第1次検察審査会において、起訴相当議決があったあと、検察が再度不起訴にした時は、自動的に、第2次検察審査会において『必要的』に第2次審査をしなくてはならない。(検察審査会法41条の2)
第1次審査と第2次審査の違いは、法41条の4に『審査を行うに当たつては、審査補助員を委嘱し、法律に関する専門的な知見をも踏まえつつ、その審査を行わなければならない』という点である。
この条文は第1次審査の段階ではない。
再度、検察が不起訴にした事件を強制起訴できるという重大な権限を与えられた以上、証拠の評価、有罪の可能性などの専門的な知見を踏まえることを『義務』づけたのである。

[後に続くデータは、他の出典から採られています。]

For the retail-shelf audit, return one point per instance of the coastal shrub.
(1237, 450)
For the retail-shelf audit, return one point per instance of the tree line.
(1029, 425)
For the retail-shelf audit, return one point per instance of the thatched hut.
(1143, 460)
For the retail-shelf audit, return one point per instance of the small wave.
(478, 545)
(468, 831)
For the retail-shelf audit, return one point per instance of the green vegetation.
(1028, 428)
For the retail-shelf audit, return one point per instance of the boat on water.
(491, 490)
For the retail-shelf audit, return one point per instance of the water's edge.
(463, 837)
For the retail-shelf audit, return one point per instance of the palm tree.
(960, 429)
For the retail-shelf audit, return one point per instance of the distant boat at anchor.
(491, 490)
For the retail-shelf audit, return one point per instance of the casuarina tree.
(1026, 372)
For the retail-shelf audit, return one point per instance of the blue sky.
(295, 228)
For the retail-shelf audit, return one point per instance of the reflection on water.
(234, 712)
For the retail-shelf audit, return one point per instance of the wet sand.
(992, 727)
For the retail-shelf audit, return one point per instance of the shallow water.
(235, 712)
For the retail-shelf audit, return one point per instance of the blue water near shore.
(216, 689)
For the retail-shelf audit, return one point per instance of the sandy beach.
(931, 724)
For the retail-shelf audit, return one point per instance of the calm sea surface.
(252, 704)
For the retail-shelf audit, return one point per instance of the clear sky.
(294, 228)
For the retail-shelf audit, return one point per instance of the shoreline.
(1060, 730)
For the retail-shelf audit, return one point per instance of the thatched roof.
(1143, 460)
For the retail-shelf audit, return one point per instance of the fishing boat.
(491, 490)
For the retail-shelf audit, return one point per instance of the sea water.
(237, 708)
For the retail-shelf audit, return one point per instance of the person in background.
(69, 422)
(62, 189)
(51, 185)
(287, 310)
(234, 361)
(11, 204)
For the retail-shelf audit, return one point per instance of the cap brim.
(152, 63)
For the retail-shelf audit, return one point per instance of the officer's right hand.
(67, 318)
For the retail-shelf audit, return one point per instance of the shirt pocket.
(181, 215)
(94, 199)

小沢事件の場合にあてはめると、第1次審査で「直接証拠」と認定された、秘書の供述内容が、今回の検察の補充捜査で、完全に否定されることが明白になった以上、強制起訴された公判で、『間接証拠』で有罪にできるのかという点が『専門的知見』として要求され、第2次審査で検討すべき最大の争点になる。
同時に『議決書に、その認定した犯罪事実を記載しなければならない。この場合において、検察審査会は、できる限り日時、場所及び方法をもつて犯罪を構成する事実を特定しなければならない』とある。(法41条の7)
前回の第1次議決書にはいつ、どのような内容で小沢と秘書が『虚偽記載』に関する共謀があったかの事実の記載がない。
この事実は、必ずしも何月何日、共謀の内容も100%までも特定の必要性がないが、しかし、いつ頃、どのような内容の共謀かは記載することが要求される。
仮に起訴段階では明白でなくても、証拠調べの段階では、これを明らかにする必要性があり、どうやら、共謀したようだでは、およそ有罪にはならない。
今回、検察が調べた秘書や小沢の新供述調書が新しく提出されるから、それを読んで、やはり起訴は難しいと判断すれば、不起訴相当となることもあり得る。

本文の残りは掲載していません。